使用Dask，SBERT SPECTRE和Milvus构建自己的ARXIV论文相似性搜索引擎

通过矢量相似性搜索，可以在〜50ms内响应〜640K论文上的语义搜索查询

Arxiv.org大家一定都不陌生，学习数据科学的最佳方法之一是阅读Arxiv.org上的开源研究论文。但是即使对于经验丰富的研究人员来说，从大量的研究论文中找出想读的内容也是非常不容易的。Connected等论文之类的工具可以提供一些帮助，但是它们根据论文之间共享的引用和参考书目来衡量相似性的，这当然非常的好，并且也很简单，但是文档中文本的语义含义也是一个衡量相似度非常重要的特征。

在这篇文章中，我们将手动构建一个语义相似性搜索引擎，该引擎将单个论文作为“查询”输入，并查找Top-K的最类似论文。我们测试，在单个笔记本电脑中对Arxiv语料库中的640k计算机科学论文进行查询的的延迟<50ms！如果你感兴趣，那么本文的主要内容总结如下：

设置环境并从Kaggle下载ARXIV数据
使用dask将数据加载到Python中
使用MILVUS矢量数据库进行语义相似性搜索

本文中使用的技术不仅仅局限在科学论文，可用作建立任何NLP语义相似性搜索引擎的模板。唯一的区别是使用的预训练模型不同。

这篇文章使用Kaggle的ARXIV数据集是在CC0：公共域许可证下发布的，所以请先阅读其使用授权的要求。

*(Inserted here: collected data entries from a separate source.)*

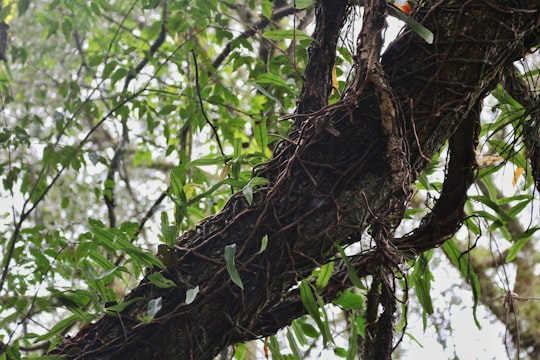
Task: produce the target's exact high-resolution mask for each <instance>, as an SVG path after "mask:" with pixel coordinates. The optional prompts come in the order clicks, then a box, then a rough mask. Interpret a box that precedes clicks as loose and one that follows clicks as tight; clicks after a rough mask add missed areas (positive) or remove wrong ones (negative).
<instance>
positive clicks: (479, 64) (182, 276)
mask: <svg viewBox="0 0 540 360" xmlns="http://www.w3.org/2000/svg"><path fill="white" fill-rule="evenodd" d="M365 3H366V6H368V7H369V8H370V9H375V8H376V7H377V6H381V5H380V2H379V1H371V2H370V1H366V2H365ZM348 6H351V5H350V4H348V3H347V2H345V1H330V0H326V1H322V2H320V4H319V5H318V15H317V20H318V22H319V23H318V24H317V30H316V33H315V37H316V38H317V39H318V40H317V41H319V43H315V44H314V45H313V48H312V50H313V51H312V53H311V57H310V65H309V66H308V68H307V69H306V73H307V74H306V79H305V86H304V87H305V89H304V91H303V92H302V97H301V99H300V103H299V114H302V113H303V114H306V113H308V115H307V116H306V117H303V118H302V121H298V122H297V123H298V124H299V125H301V127H300V128H299V129H298V130H297V131H295V132H294V133H293V134H292V135H291V139H290V141H288V142H284V143H282V144H281V146H279V147H278V148H277V150H276V152H275V155H274V157H273V159H272V160H271V161H270V162H269V163H268V164H267V165H266V166H265V167H264V168H261V169H259V170H258V171H257V175H258V176H264V177H266V178H268V179H269V180H270V182H269V185H268V186H266V187H262V188H260V189H259V191H258V192H257V193H256V194H255V196H254V200H253V203H252V204H251V205H248V204H247V203H246V201H245V199H244V197H243V196H242V194H235V195H234V196H233V197H232V198H231V199H230V201H229V202H228V203H227V204H226V206H225V207H224V209H223V210H222V212H221V213H219V214H218V215H216V216H213V217H210V218H208V219H206V220H204V221H202V222H201V223H200V224H199V225H198V226H197V227H196V228H195V229H193V230H191V231H189V232H187V233H185V234H184V235H182V236H181V237H180V238H179V239H178V241H177V244H176V246H175V249H174V251H175V253H176V264H174V266H170V267H169V268H167V270H165V271H163V274H164V275H165V276H167V277H168V278H170V279H171V280H173V281H174V282H176V284H178V286H177V287H175V288H171V289H160V288H157V287H155V286H153V285H152V284H151V283H150V282H148V281H147V280H142V281H141V283H140V284H139V286H138V287H137V288H135V289H134V290H133V292H132V293H131V294H130V295H129V296H128V299H127V300H129V299H134V298H136V297H141V298H143V299H144V300H142V301H139V302H136V303H135V304H133V305H131V306H129V307H128V308H127V309H125V311H123V312H122V313H120V314H118V315H117V316H115V317H113V316H104V317H103V318H101V319H100V320H99V321H97V322H96V323H95V324H93V325H91V326H89V327H87V328H86V329H85V330H84V331H82V332H80V333H79V334H78V335H77V336H76V337H75V338H73V339H66V340H65V342H64V343H63V344H62V345H60V346H59V347H58V348H57V349H56V350H55V351H53V353H56V354H66V355H69V356H70V357H74V358H78V359H212V358H213V357H214V356H215V355H217V354H218V353H219V351H220V350H221V349H223V348H224V347H225V346H227V345H229V344H233V343H235V342H239V341H243V340H248V339H253V338H256V337H257V336H260V335H265V334H271V333H274V332H275V331H277V330H278V329H279V328H281V327H283V326H285V325H287V324H288V323H289V322H290V321H291V320H292V319H294V318H295V317H296V316H299V315H301V314H302V313H303V312H304V310H303V308H302V306H301V305H300V304H299V301H298V296H297V293H296V292H295V291H289V290H290V289H291V287H292V286H294V285H295V284H297V281H298V280H299V279H302V278H303V277H305V276H306V275H308V274H309V273H310V272H311V271H312V270H313V269H314V268H315V267H317V266H319V265H320V264H322V263H325V262H326V261H328V260H329V259H330V258H331V257H333V256H335V254H336V246H337V245H347V244H350V243H353V242H357V241H360V240H361V239H362V233H363V232H364V230H365V228H366V226H368V225H371V226H372V227H373V228H376V229H383V230H385V231H382V230H381V231H379V232H378V235H377V236H378V239H375V242H374V243H369V242H366V243H365V244H366V246H367V250H366V251H365V252H362V253H360V254H358V255H357V256H356V257H353V258H351V262H352V263H353V265H354V266H355V267H356V270H357V272H358V275H359V276H366V275H369V274H375V275H378V276H382V277H383V278H384V276H386V273H385V272H384V271H381V269H387V268H389V267H392V266H395V265H397V264H398V263H399V261H400V259H401V254H402V253H403V252H406V253H407V254H415V253H419V252H421V251H424V250H426V249H429V248H433V247H435V246H438V245H440V244H441V243H442V242H443V241H444V240H445V239H447V238H448V237H449V236H451V235H452V234H453V233H454V232H455V231H456V229H457V228H458V226H459V224H460V222H461V220H462V213H461V211H462V209H461V208H462V205H463V201H464V198H465V196H466V190H467V188H468V186H469V185H470V182H471V181H472V174H473V172H472V171H473V170H472V164H473V159H471V154H472V152H473V150H474V146H475V136H474V134H475V133H476V131H477V120H478V114H477V111H478V104H479V100H480V99H481V98H482V97H483V96H484V95H485V94H486V93H487V92H488V91H490V90H491V89H492V87H493V86H494V84H495V83H496V81H497V80H498V78H499V75H500V73H501V71H502V69H503V67H504V66H506V65H507V64H509V63H511V62H512V61H513V60H515V59H518V58H520V57H521V56H522V55H523V54H524V53H525V51H526V50H527V39H530V37H531V36H532V35H533V34H534V31H536V27H537V22H538V3H536V4H535V2H532V1H530V0H521V1H517V0H516V1H511V0H507V1H494V0H493V1H488V0H486V1H480V0H479V1H465V2H463V1H461V0H447V1H426V2H423V3H422V6H418V7H417V9H418V10H417V13H416V15H415V16H416V17H417V19H419V20H420V21H422V23H423V24H424V25H425V26H426V27H427V28H429V29H431V30H433V32H434V33H435V41H434V43H433V44H432V45H429V44H427V43H425V42H424V41H423V40H421V39H420V38H418V37H417V36H416V35H415V34H414V33H411V32H406V33H405V34H403V36H401V37H400V38H399V39H397V40H396V41H395V43H394V44H393V45H392V46H391V47H390V48H389V49H388V50H387V51H386V53H385V54H384V55H383V58H382V62H381V64H380V66H379V65H377V64H376V63H378V59H375V63H371V65H370V64H369V63H368V64H363V63H362V59H358V64H357V65H358V66H357V74H356V76H355V77H354V78H353V79H352V80H353V83H352V84H351V87H349V90H348V91H347V93H346V95H345V96H344V98H343V99H342V101H340V102H338V103H336V104H333V105H331V106H326V98H327V96H328V93H329V89H330V87H329V86H330V85H329V84H328V83H329V71H330V70H331V68H332V66H333V61H334V58H333V57H331V58H329V57H328V56H323V55H324V54H326V55H329V56H331V55H332V54H334V53H335V42H336V40H337V36H338V32H339V29H340V27H341V26H342V24H343V23H344V17H345V16H346V15H347V13H348V12H347V7H348ZM382 8H383V7H379V8H378V9H379V10H380V9H382ZM373 14H375V15H374V16H377V11H375V10H374V12H373ZM332 17H335V18H334V19H333V18H332ZM374 26H375V25H374ZM318 31H319V33H318ZM325 34H326V35H325ZM368 35H369V34H368ZM368 37H369V36H368ZM371 39H375V37H373V34H372V37H371ZM364 45H365V44H364ZM374 51H375V54H376V50H374ZM371 54H373V53H371ZM361 56H362V52H359V57H361ZM369 71H377V72H378V73H377V74H375V75H373V74H370V73H367V72H369ZM388 94H391V95H392V96H394V97H395V98H394V99H392V101H393V105H392V104H390V105H389V106H390V108H388V107H385V105H384V101H385V96H387V95H388ZM393 106H395V109H397V113H396V114H394V115H392V112H391V111H390V112H388V111H387V110H391V108H392V107H393ZM392 116H393V117H392ZM384 117H388V119H390V120H391V121H393V122H394V128H392V127H391V128H390V130H391V131H390V132H389V131H388V127H387V124H386V125H385V124H384V119H383V118H384ZM396 124H397V125H396ZM395 126H397V129H396V128H395ZM392 129H394V130H395V131H394V132H392ZM397 134H399V136H400V137H401V139H399V138H398V137H397V136H396V135H397ZM453 134H454V136H452V135H453ZM392 139H394V140H401V143H398V144H392V143H391V140H392ZM448 139H451V140H450V148H451V159H452V160H451V161H455V166H452V165H450V166H449V168H448V175H447V178H448V179H450V180H448V181H445V185H444V191H443V194H442V196H441V202H440V205H439V204H438V205H437V207H436V208H435V209H434V211H433V213H432V214H431V215H430V216H429V217H427V218H426V219H425V221H424V222H423V226H422V227H421V228H419V229H418V230H417V231H415V232H413V233H411V234H409V236H407V237H405V238H402V239H391V238H389V236H390V235H391V230H392V228H393V226H395V225H396V222H397V221H398V220H399V219H396V216H399V214H400V212H401V211H402V210H403V209H402V208H403V206H404V204H405V203H406V202H407V197H408V196H409V194H408V193H407V192H408V191H407V183H408V182H410V181H414V179H415V178H416V176H417V175H418V174H419V173H420V172H421V171H422V170H423V169H424V168H425V167H426V165H427V164H428V161H429V158H430V157H431V156H432V155H433V154H434V153H435V152H436V151H437V150H438V149H439V148H440V147H441V146H442V145H443V144H444V143H445V141H446V140H448ZM400 150H406V152H407V153H405V154H402V157H401V158H400V156H399V154H396V152H398V151H400ZM400 159H401V161H403V162H402V163H399V160H400ZM394 160H397V162H394ZM404 169H408V173H407V174H405V176H406V177H407V178H406V179H403V184H401V185H403V188H401V189H400V188H397V187H399V185H400V184H398V183H397V176H396V172H403V171H404ZM400 176H402V175H400ZM264 236H267V237H268V246H267V248H266V250H265V251H264V252H263V253H261V254H257V252H258V251H259V249H260V245H261V239H262V238H263V237H264ZM231 244H235V245H236V266H237V268H238V270H239V273H240V276H241V278H242V281H243V287H244V289H243V290H242V289H240V288H239V287H238V286H237V285H235V284H234V283H233V282H232V281H231V279H230V277H229V275H228V273H227V270H226V267H225V261H224V248H225V246H227V245H231ZM370 245H371V247H369V246H370ZM347 283H348V281H347V275H346V271H344V270H343V267H339V266H338V268H337V270H336V273H335V275H334V277H333V279H332V280H331V283H330V284H329V287H328V288H327V290H326V293H325V294H323V295H324V296H325V297H326V298H328V299H330V298H332V296H333V295H335V294H336V293H338V292H339V290H340V289H342V288H343V287H344V286H346V285H347ZM195 286H199V287H200V292H199V294H198V295H197V297H196V299H195V301H194V302H193V303H192V304H190V305H186V304H185V294H186V290H187V289H190V288H193V287H195ZM158 297H161V298H162V302H163V307H162V309H161V311H160V312H159V313H158V314H157V316H156V318H155V319H154V320H153V321H152V322H151V323H149V324H144V323H141V322H139V321H138V320H136V319H137V318H138V317H139V316H141V315H145V314H146V307H147V303H148V301H149V300H151V299H155V298H158ZM380 341H385V342H384V344H385V345H384V346H386V347H388V346H389V345H388V344H389V343H388V340H387V339H385V338H382V339H380ZM390 344H391V342H390ZM381 358H387V356H386V355H385V356H383V357H381Z"/></svg>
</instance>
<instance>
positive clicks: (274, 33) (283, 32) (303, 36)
mask: <svg viewBox="0 0 540 360" xmlns="http://www.w3.org/2000/svg"><path fill="white" fill-rule="evenodd" d="M262 35H263V37H264V38H267V39H268V40H273V41H279V40H285V39H290V40H297V41H298V40H311V39H312V38H311V36H309V35H308V34H306V33H305V32H303V31H300V30H295V29H290V30H281V29H279V30H268V31H265V32H263V34H262Z"/></svg>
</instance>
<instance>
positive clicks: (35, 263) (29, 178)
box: [0, 0, 539, 359]
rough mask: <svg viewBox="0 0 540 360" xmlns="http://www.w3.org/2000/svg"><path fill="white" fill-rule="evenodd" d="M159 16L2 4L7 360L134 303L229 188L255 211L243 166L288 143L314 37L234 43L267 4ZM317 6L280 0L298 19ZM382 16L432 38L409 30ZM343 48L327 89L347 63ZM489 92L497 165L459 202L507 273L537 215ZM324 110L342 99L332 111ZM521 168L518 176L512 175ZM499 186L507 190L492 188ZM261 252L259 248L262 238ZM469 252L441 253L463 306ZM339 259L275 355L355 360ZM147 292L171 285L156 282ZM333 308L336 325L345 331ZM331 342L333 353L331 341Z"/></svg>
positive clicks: (63, 0) (421, 258)
mask: <svg viewBox="0 0 540 360" xmlns="http://www.w3.org/2000/svg"><path fill="white" fill-rule="evenodd" d="M165 3H166V2H164V1H157V0H148V1H142V2H136V1H125V0H118V1H113V2H110V1H105V0H95V1H82V0H74V1H71V0H70V1H67V0H54V1H49V2H45V1H29V0H19V1H16V2H10V4H11V5H10V7H3V8H2V12H1V13H0V17H1V18H2V19H6V20H8V19H9V25H10V31H11V35H10V44H9V52H8V54H7V55H8V61H6V62H2V63H0V100H1V105H2V112H1V118H2V128H1V129H0V149H1V151H0V176H1V178H2V182H1V185H0V204H2V206H1V207H0V219H1V220H2V222H1V223H0V249H1V252H0V253H2V261H1V266H2V268H1V269H0V273H2V274H3V275H1V276H2V277H1V279H0V298H1V301H0V341H2V342H9V344H8V345H9V347H8V350H7V355H8V356H9V357H10V358H13V359H18V358H21V357H23V356H25V355H29V356H34V355H36V356H39V355H41V354H37V353H32V352H28V351H22V350H21V348H22V347H21V346H22V345H24V348H26V349H28V348H31V347H32V346H33V345H35V344H38V345H42V344H43V343H45V342H47V343H46V344H45V345H46V346H48V347H54V345H55V344H56V343H58V342H59V341H60V339H61V336H63V335H65V334H74V333H75V332H76V330H77V328H79V327H80V326H82V325H83V324H85V323H88V322H91V321H94V320H95V319H96V318H97V317H98V316H100V315H101V314H104V313H105V314H107V315H110V316H115V314H116V313H117V312H119V311H121V310H122V309H124V308H125V307H127V306H130V305H131V304H133V302H138V301H142V299H140V298H137V299H133V300H131V301H128V302H122V301H121V299H122V297H123V296H124V295H125V294H126V292H127V291H129V289H130V288H131V287H133V286H134V285H135V284H136V281H137V280H138V279H139V278H141V277H142V276H143V275H146V274H148V272H147V270H148V269H163V268H165V267H167V266H170V265H171V264H173V263H174V261H175V260H176V258H175V257H174V251H173V250H172V249H173V248H174V245H175V241H176V238H177V237H178V235H180V234H181V233H183V232H184V231H186V230H187V229H189V228H190V227H192V226H193V225H195V224H196V223H197V222H198V221H200V220H201V219H203V218H205V217H207V216H210V215H213V214H216V213H217V212H218V211H219V210H220V209H221V207H222V206H223V205H224V204H225V202H226V201H227V199H228V198H229V196H230V194H231V193H232V192H236V191H241V192H242V193H243V195H244V197H245V199H246V201H247V202H248V203H250V204H251V203H252V202H254V201H257V197H256V192H257V189H258V188H259V187H260V186H263V185H265V184H267V180H266V179H263V178H260V177H252V170H253V168H254V167H255V166H257V165H260V164H262V163H263V162H265V161H267V160H268V159H269V158H270V157H271V154H272V150H273V149H274V148H275V146H276V143H277V141H278V140H279V139H280V137H283V136H285V135H286V134H287V133H288V131H289V127H290V124H291V123H290V122H288V121H282V120H280V119H279V117H280V116H281V115H283V114H287V113H292V112H293V111H294V109H295V107H296V102H297V100H298V96H299V92H300V89H301V85H302V74H303V69H304V67H305V66H306V61H307V55H308V51H307V48H308V45H309V43H310V41H311V40H312V39H311V37H310V36H309V35H308V34H307V32H303V31H300V30H298V29H294V27H293V26H294V25H295V23H294V22H292V21H288V20H282V21H279V19H278V20H276V21H273V22H272V23H271V24H270V25H269V26H268V27H266V28H264V29H261V30H260V31H259V32H257V33H256V34H255V35H254V36H253V37H249V38H247V37H243V36H241V34H242V32H243V31H245V30H247V29H250V26H251V25H252V24H253V22H254V21H255V20H254V19H258V18H259V14H262V16H265V17H267V18H270V17H271V16H272V11H273V6H274V2H272V1H268V0H250V1H246V2H245V3H242V4H240V5H242V6H240V5H239V4H237V3H236V2H233V1H217V0H211V1H193V0H186V1H169V2H167V3H168V7H167V8H165V7H164V6H165ZM313 4H314V1H311V0H302V1H300V0H297V1H295V2H294V5H295V7H296V9H298V10H301V9H309V8H310V7H312V6H313ZM394 15H396V14H394ZM296 16H298V14H296ZM396 16H398V17H400V16H401V18H402V20H403V21H405V22H406V23H407V24H408V26H410V27H411V28H412V29H413V30H414V31H415V32H416V33H418V34H419V35H420V36H422V37H423V38H424V39H426V41H428V42H430V41H431V40H432V37H433V34H431V32H430V31H429V30H427V29H425V28H423V27H422V26H421V25H420V24H418V23H417V22H415V21H414V20H412V19H411V18H410V17H408V16H405V17H403V14H401V13H399V14H398V15H396ZM164 25H165V26H164ZM344 36H345V35H344ZM160 41H161V42H160ZM343 43H344V44H340V46H341V47H340V48H339V54H338V58H337V63H336V74H337V76H338V79H337V80H338V88H339V89H338V90H343V89H344V87H345V81H346V80H345V79H346V78H347V76H348V72H349V69H350V67H351V64H352V62H353V56H354V53H355V51H354V49H350V48H348V47H347V46H346V45H345V44H346V43H347V41H344V42H343ZM263 47H268V49H266V50H267V51H268V56H263V54H262V49H263ZM221 55H223V56H221ZM493 96H494V98H495V99H496V101H497V107H496V110H497V114H496V115H497V116H494V117H493V118H492V119H489V120H487V121H485V123H484V125H483V128H482V141H483V143H484V144H486V147H487V149H486V148H484V149H483V150H482V151H484V153H485V154H484V155H486V156H487V155H495V154H496V156H497V159H499V161H497V162H495V163H489V164H487V165H485V166H481V167H480V169H479V172H478V185H479V187H481V188H482V189H484V190H483V191H476V192H473V193H472V194H471V196H470V198H469V202H468V203H467V216H468V217H467V218H466V219H465V223H464V225H465V226H466V228H467V230H468V232H469V234H471V236H473V237H477V238H480V237H481V236H482V235H483V234H484V233H488V234H490V235H496V236H497V237H498V238H504V239H506V240H505V241H506V243H507V244H506V245H507V249H508V251H507V253H506V256H505V260H506V262H508V263H514V262H515V261H516V259H517V258H518V257H519V254H520V252H521V251H522V249H523V247H524V246H526V245H528V244H530V241H532V239H533V238H534V236H536V235H537V230H538V229H539V228H538V227H537V226H529V227H528V228H527V229H526V230H525V231H524V232H522V233H519V234H516V233H515V232H514V231H513V229H514V227H513V224H514V222H515V221H516V219H520V218H526V217H527V216H529V215H530V214H529V213H528V211H529V209H530V206H531V204H534V202H533V193H532V189H533V183H534V182H533V179H532V176H531V171H530V169H529V168H528V165H527V161H526V158H525V152H524V150H523V145H522V144H521V142H520V140H519V136H520V135H521V133H522V131H523V130H522V123H523V121H525V120H527V119H529V118H530V114H527V112H526V111H525V109H524V107H523V106H522V105H521V104H520V103H519V102H518V101H517V100H516V99H512V98H511V97H510V96H509V95H508V94H507V93H506V92H505V91H504V90H503V89H502V88H501V87H499V88H497V89H496V91H494V93H493ZM337 99H339V91H336V92H335V93H334V95H333V97H332V98H331V101H332V102H335V101H337ZM484 155H481V156H484ZM444 158H445V156H444V149H443V150H442V151H441V154H438V155H437V156H435V157H434V158H432V164H431V166H430V167H429V169H428V170H426V171H425V172H424V173H422V174H420V175H419V180H418V182H417V183H416V184H415V186H416V188H417V189H418V194H417V197H418V199H419V202H422V200H425V203H427V206H426V207H422V206H421V205H418V204H417V205H415V206H413V207H411V208H409V209H408V212H407V217H408V220H407V221H410V222H411V223H414V224H417V223H418V221H419V216H420V215H423V214H425V213H426V212H427V211H428V209H427V208H428V207H429V206H430V205H431V203H430V199H433V198H436V197H437V192H438V191H440V189H441V187H442V179H441V177H440V176H439V177H437V176H438V174H439V175H440V172H441V168H443V165H442V162H443V161H444V160H445V159H444ZM520 168H522V169H526V171H524V172H523V173H519V174H518V172H517V169H520ZM505 173H506V174H507V173H512V174H514V179H512V180H503V186H501V177H502V176H503V175H504V174H505ZM515 174H518V175H517V176H515ZM513 180H515V181H513ZM502 188H510V192H508V189H506V190H505V191H506V192H505V193H501V191H502ZM258 241H260V250H259V254H261V253H264V251H265V250H266V248H267V246H268V245H269V244H268V242H269V239H268V235H264V236H262V237H261V238H260V239H259V240H258ZM469 245H470V244H468V243H465V242H464V241H462V239H460V238H457V237H456V238H454V239H452V240H450V241H448V242H446V243H445V244H444V245H443V246H442V250H443V251H444V254H445V255H446V256H447V258H448V259H449V261H450V263H451V264H452V265H453V266H454V267H455V268H456V269H457V270H458V272H459V274H460V275H461V276H462V278H463V279H465V280H466V281H467V282H468V283H469V284H470V285H471V288H472V293H473V297H474V300H475V306H476V304H477V302H478V301H479V299H480V280H479V277H478V275H477V274H476V272H475V271H474V268H473V261H472V260H470V258H469V257H468V256H465V255H464V251H465V250H466V249H467V248H468V247H469ZM156 253H157V255H154V254H156ZM235 255H236V247H235V244H231V245H229V246H227V247H225V248H224V249H223V260H224V262H225V265H226V268H227V271H228V274H229V276H230V279H231V281H232V282H233V283H234V284H235V285H237V286H238V287H239V288H243V283H242V279H241V277H240V274H239V272H238V269H237V267H236V264H235ZM471 256H472V255H471ZM339 258H340V261H341V260H342V261H343V263H344V266H345V268H346V271H347V275H348V279H350V281H351V283H352V286H351V287H350V288H348V289H346V290H345V291H342V292H341V293H339V295H338V296H337V298H335V299H326V298H323V297H322V295H321V294H322V292H323V291H324V289H325V288H326V287H327V286H329V283H330V282H331V276H332V274H333V272H334V271H335V270H336V268H337V264H338V260H337V259H335V260H334V261H332V262H329V263H328V264H325V265H322V266H321V267H320V268H319V269H317V270H316V271H315V272H314V274H313V276H312V277H310V278H309V279H303V280H302V281H301V282H300V285H299V288H298V290H299V292H300V295H301V299H302V301H303V304H304V306H305V308H306V310H307V313H308V316H305V317H301V318H299V319H297V320H295V321H293V323H292V324H291V326H290V327H289V328H288V329H287V330H285V332H284V333H283V334H284V335H283V336H282V337H280V336H276V337H270V339H269V340H268V341H267V342H266V345H267V346H268V348H269V349H270V351H271V352H272V355H273V357H275V358H276V359H280V358H283V359H291V358H292V359H302V358H303V356H304V353H305V351H306V349H307V348H310V347H311V346H313V344H316V343H317V342H319V343H321V341H322V344H323V346H331V347H333V349H334V354H335V355H336V356H339V357H342V358H347V359H352V358H353V357H354V356H356V354H357V352H358V351H359V350H358V339H359V338H361V337H363V336H364V335H365V322H366V320H365V318H364V312H365V301H364V296H365V292H366V291H367V287H366V280H365V279H361V278H360V277H359V276H358V275H357V274H356V271H355V269H354V266H353V264H351V262H350V261H349V257H348V254H347V252H346V251H345V249H343V248H340V249H339ZM439 258H440V256H438V255H437V251H435V252H433V253H431V252H430V253H428V254H422V255H420V256H419V258H418V261H417V262H416V263H415V264H414V266H413V268H412V271H411V272H410V273H409V275H408V279H409V285H410V286H411V288H412V289H414V292H415V294H416V296H417V299H418V303H419V304H420V307H421V308H420V309H419V310H418V311H420V312H421V313H422V314H423V320H424V327H426V325H427V322H428V321H429V316H433V315H436V307H435V306H434V302H433V299H432V291H431V290H432V288H433V286H434V284H435V283H436V279H435V278H434V275H433V273H432V269H433V268H434V267H435V266H436V265H435V264H434V260H438V259H439ZM148 280H149V281H150V282H151V283H152V284H153V285H155V286H157V287H160V288H172V287H176V284H175V283H174V282H173V281H171V280H170V279H168V278H167V277H166V276H164V275H163V274H161V273H159V272H150V274H149V275H148ZM194 285H196V284H194ZM198 293H199V286H194V287H193V288H191V289H189V290H187V291H186V293H185V302H186V304H187V305H189V304H191V303H192V302H194V301H195V300H196V299H197V296H198ZM325 302H331V304H332V305H325ZM111 304H114V305H111ZM161 306H162V304H161V298H157V299H152V300H151V301H150V302H148V304H147V309H146V310H147V314H146V315H145V316H144V317H142V318H141V319H140V320H141V321H145V322H150V321H151V320H152V319H153V318H154V317H155V316H156V314H158V312H159V311H160V309H161ZM335 312H339V313H343V314H345V315H346V316H345V320H343V321H341V326H342V327H343V328H342V329H341V330H342V331H341V333H338V331H335V327H334V325H335V322H334V321H333V314H334V313H335ZM51 319H53V320H51ZM339 338H344V339H345V341H344V342H341V343H339V345H337V344H338V340H339ZM285 348H286V349H287V350H285ZM282 353H286V354H285V355H282ZM4 355H5V354H0V358H1V357H2V356H4ZM42 358H45V357H42Z"/></svg>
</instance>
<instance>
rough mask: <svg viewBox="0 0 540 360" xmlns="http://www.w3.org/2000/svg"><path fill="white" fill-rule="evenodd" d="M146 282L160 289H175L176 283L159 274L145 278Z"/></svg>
mask: <svg viewBox="0 0 540 360" xmlns="http://www.w3.org/2000/svg"><path fill="white" fill-rule="evenodd" d="M147 278H148V280H150V282H151V283H152V284H154V285H156V286H157V287H159V288H162V289H168V288H171V287H176V283H175V282H174V281H172V280H171V279H167V278H166V277H165V276H163V274H162V273H160V272H155V273H152V274H150V275H148V276H147Z"/></svg>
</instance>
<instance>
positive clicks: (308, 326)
mask: <svg viewBox="0 0 540 360" xmlns="http://www.w3.org/2000/svg"><path fill="white" fill-rule="evenodd" d="M301 328H302V331H303V333H304V334H305V335H306V336H308V337H310V338H312V339H316V338H317V337H318V336H319V332H318V331H317V329H315V327H314V326H313V325H311V324H308V323H307V322H302V323H301Z"/></svg>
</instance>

Milvus Vector是一个矢量数据库，我们也可以使用其他矢量数据库，如果使用其他库替换的话，有许多步骤完全相同并且改动并不复杂。

设置环境并从Kaggle下载ARXIV数据。

Cornel University已将整个Arxiv语料库上传到Kaggle，并根据CC0：公共领域许可证获得许可。我们可以使用Kaggle API直接下载数据集。

这里还要使用Conda环境，创建一个称为Semantic_sibilarity的环境。下面的步骤是创建必要的目录和Conda环境，安装所需的Python库，然后从Kaggle下载ARXIV数据集。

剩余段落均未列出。